If this family really has income that should have been reported on the financial aid application forms, believe me…the schools will figure it out.

life lesson here. Not your business and if you make it your business nothing good will come of it. Truth be told you never know what goes on behind closed doors and you will find throughout your life that what appears to be true is all smoke and mirrors.
The couple you thought were a match made in heaven get a divorce and haven’t gotten along in years…they just didn’t air their dirty laundry in pubic so you didn’t know. The family you think are wealthy but are in debt up to their eyeballs due to any number of things life throws at us, self inflicted or otherwise. Point is you don’t know and you don’t need to know.
If they are cheating the chance they will get caught is high, colleges tend to pick through your financials more than the IRS. Assume there are things you do not know and concentrate on you.
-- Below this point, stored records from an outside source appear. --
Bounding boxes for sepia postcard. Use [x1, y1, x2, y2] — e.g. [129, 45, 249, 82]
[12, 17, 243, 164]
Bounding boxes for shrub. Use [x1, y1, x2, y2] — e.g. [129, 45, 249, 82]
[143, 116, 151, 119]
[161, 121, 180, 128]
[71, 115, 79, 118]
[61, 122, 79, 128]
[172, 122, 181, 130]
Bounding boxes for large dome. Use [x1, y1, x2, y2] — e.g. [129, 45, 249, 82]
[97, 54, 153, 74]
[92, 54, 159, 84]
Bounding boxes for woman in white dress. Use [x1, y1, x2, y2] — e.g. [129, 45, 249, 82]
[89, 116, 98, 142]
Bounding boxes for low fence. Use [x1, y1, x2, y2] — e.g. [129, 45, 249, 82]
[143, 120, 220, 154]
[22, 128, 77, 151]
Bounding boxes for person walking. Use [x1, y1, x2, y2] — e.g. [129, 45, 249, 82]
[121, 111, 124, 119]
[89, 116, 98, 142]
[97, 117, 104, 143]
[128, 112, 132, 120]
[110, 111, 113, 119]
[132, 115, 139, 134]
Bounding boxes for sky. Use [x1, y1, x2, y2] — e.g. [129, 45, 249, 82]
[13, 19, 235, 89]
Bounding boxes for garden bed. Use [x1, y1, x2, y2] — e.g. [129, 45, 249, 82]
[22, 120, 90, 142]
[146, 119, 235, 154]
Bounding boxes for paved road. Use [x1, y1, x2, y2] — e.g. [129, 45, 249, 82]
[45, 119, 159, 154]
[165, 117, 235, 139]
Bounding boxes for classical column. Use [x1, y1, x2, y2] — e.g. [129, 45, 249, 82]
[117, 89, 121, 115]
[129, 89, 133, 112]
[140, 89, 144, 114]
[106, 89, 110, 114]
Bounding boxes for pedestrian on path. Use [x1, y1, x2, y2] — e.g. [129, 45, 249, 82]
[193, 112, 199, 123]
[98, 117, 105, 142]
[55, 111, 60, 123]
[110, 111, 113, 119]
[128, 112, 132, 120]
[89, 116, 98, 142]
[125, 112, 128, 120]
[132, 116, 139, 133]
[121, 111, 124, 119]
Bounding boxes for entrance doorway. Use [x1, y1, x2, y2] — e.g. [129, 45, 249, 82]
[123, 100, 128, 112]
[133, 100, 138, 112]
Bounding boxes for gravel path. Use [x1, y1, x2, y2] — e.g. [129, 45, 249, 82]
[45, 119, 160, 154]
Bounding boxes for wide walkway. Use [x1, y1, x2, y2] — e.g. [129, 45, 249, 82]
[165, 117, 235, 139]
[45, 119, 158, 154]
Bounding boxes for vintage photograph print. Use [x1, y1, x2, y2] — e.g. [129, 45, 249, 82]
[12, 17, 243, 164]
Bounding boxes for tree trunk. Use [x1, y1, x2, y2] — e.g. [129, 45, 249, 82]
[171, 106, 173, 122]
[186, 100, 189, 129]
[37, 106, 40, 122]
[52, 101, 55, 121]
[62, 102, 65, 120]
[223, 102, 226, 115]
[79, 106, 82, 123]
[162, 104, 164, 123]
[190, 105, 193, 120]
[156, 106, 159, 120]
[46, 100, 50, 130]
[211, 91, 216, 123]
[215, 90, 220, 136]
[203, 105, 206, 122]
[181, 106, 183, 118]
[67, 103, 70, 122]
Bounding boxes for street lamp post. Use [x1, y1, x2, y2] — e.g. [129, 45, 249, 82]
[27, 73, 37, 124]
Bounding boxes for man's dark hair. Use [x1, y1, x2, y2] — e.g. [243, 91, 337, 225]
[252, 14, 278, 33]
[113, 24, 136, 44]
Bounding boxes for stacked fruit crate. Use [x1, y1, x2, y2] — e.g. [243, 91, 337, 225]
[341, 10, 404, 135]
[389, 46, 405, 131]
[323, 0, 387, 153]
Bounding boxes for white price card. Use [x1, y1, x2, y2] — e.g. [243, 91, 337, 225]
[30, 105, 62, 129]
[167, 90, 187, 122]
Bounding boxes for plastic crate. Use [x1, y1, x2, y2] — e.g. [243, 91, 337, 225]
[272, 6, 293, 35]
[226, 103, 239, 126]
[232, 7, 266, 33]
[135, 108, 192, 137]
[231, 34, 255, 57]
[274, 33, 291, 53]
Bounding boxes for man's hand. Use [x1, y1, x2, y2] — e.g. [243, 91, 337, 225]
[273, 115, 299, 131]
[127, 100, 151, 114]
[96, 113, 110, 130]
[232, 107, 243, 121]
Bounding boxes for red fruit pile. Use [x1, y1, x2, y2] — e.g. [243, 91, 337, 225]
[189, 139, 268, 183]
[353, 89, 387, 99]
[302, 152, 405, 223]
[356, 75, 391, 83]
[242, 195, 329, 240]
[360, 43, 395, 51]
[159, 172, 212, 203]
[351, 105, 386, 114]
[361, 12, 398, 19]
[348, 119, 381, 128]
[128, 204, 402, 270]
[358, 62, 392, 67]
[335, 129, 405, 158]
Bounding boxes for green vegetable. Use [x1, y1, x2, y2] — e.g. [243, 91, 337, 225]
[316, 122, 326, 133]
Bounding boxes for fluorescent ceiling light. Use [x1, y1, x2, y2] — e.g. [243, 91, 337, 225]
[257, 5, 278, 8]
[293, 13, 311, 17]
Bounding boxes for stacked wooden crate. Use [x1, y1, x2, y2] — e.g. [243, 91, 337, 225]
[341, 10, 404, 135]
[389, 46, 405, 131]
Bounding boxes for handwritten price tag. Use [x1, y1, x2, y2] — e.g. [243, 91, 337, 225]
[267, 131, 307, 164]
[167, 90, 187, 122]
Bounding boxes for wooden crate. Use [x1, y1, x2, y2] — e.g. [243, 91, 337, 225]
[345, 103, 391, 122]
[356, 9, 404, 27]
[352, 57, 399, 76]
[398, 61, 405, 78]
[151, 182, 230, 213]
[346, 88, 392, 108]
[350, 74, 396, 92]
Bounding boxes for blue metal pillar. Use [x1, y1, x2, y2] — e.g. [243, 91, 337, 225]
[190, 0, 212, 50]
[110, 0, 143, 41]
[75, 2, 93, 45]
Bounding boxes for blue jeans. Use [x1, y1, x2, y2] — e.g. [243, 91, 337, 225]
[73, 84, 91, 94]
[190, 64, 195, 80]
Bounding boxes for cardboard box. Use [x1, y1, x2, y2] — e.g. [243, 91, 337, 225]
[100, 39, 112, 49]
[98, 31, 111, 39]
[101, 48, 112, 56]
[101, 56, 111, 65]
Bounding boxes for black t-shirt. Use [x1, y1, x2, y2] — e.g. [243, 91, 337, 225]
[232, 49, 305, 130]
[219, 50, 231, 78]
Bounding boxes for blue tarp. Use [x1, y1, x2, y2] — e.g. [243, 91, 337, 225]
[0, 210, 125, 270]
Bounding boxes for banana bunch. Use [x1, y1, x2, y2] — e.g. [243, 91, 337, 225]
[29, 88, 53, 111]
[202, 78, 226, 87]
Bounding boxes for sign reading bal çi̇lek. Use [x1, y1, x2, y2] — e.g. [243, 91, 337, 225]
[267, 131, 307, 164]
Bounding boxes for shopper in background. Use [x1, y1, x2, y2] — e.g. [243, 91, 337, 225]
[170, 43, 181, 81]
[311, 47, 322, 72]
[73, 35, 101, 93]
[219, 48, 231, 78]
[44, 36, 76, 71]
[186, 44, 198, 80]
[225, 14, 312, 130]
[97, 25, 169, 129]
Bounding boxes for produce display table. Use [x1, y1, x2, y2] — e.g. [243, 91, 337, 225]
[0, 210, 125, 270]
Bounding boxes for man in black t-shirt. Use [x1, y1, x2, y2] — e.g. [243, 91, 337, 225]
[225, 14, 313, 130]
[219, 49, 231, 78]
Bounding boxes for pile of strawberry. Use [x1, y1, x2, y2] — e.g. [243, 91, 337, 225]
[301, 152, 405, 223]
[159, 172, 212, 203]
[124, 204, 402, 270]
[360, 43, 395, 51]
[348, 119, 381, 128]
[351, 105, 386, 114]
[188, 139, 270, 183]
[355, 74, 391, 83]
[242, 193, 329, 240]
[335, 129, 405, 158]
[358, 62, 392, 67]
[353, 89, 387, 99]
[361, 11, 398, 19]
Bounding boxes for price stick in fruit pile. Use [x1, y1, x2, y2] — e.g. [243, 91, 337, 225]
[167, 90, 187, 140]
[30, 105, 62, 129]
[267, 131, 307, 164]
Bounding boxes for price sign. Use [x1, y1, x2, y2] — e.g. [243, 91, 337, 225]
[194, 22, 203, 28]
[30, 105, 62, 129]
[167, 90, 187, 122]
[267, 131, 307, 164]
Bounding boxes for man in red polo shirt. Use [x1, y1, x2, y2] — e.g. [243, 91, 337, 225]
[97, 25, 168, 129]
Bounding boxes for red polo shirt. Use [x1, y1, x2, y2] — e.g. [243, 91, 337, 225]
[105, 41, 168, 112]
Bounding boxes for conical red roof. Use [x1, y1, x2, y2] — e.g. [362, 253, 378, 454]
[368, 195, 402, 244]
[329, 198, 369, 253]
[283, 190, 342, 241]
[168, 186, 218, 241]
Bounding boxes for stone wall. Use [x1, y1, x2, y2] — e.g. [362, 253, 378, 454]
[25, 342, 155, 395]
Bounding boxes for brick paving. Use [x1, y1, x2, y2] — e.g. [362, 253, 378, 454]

This isn’t child abuse, you have no moral or legal obligation to report it to anyone and I doubt your GC would either.

I would definitely not report it to the GC.

If you honestly believe that they are committing fraud, report it anonymously to the appropriate governmental agency. Be prepared for the fallout if they think you turned them in. That is why you must never mention it to anyone, except your parents if you trust them. However, since you actually lived with this family, yours may have issues, too.

OP - Your identity is thinly veiled if that is a photo of you on here. Don’t risk becoming a pariah in your home town. Try to believe in karma.

@annabanabelle Is that you in your avatar photo? First thing I would do if I were considering “dropping a dime” on an someone is to be as anonymous as possible – just saying!